Validation on the Shrubwood dataset confirmed the model’s generalization, with ( mF_1 ) and ( mIoU ) increasing by 4.05% and 4.07%, respectively, over U-Net. Furthermore, application to the Panda Power Station demonstrated practical utility. Using imagery from 2014, 2017, and 2020, we extracted PV areas and estimated their expansion, supporting the station’s management and contributing to solar energy storage optimization. The estimated areas were 3.082 km² (2014), 4.010 km² (2017), and 4.253 km² (2020), reflecting the growth of solar energy storage capacity.

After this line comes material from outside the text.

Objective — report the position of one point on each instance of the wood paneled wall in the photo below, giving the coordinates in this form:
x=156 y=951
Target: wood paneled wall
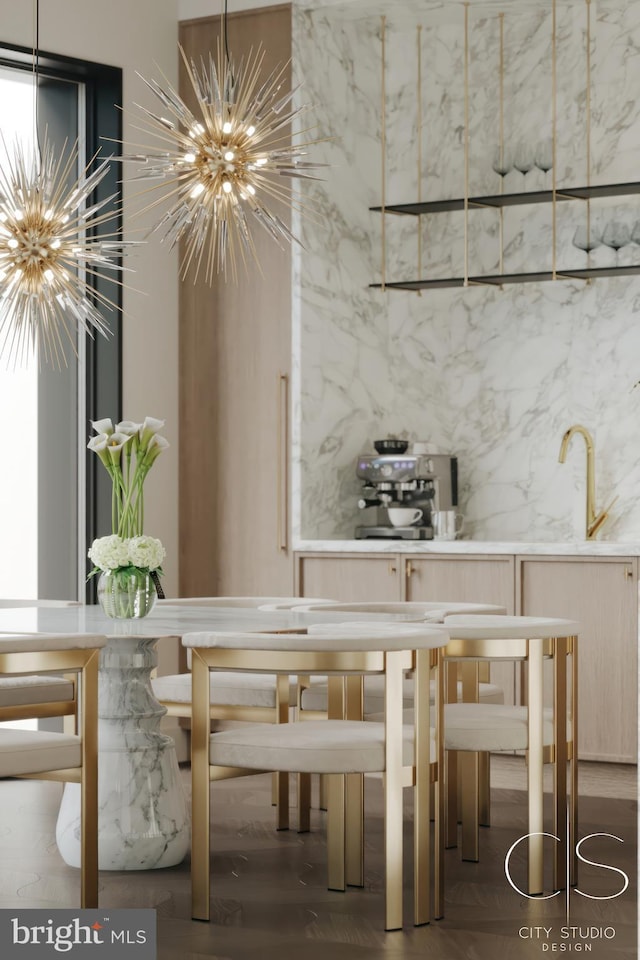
x=235 y=350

In conclusion, our improved U-Net model effectively addresses the challenges of PV panel extraction in complex environments. By integrating attention mechanisms and residual learning, we enhance feature representation and model stability, leading to higher accuracy and robustness. This work underscores the importance of advanced deep learning techniques in solar energy storage applications, enabling efficient monitoring and planning. Future research will focus on expanding datasets to include more diverse scenarios and improving computational efficiency for real-time deployment. As solar energy storage continues to evolve, reliable detection methods will play a pivotal role in maximizing the benefits of renewable energy sources.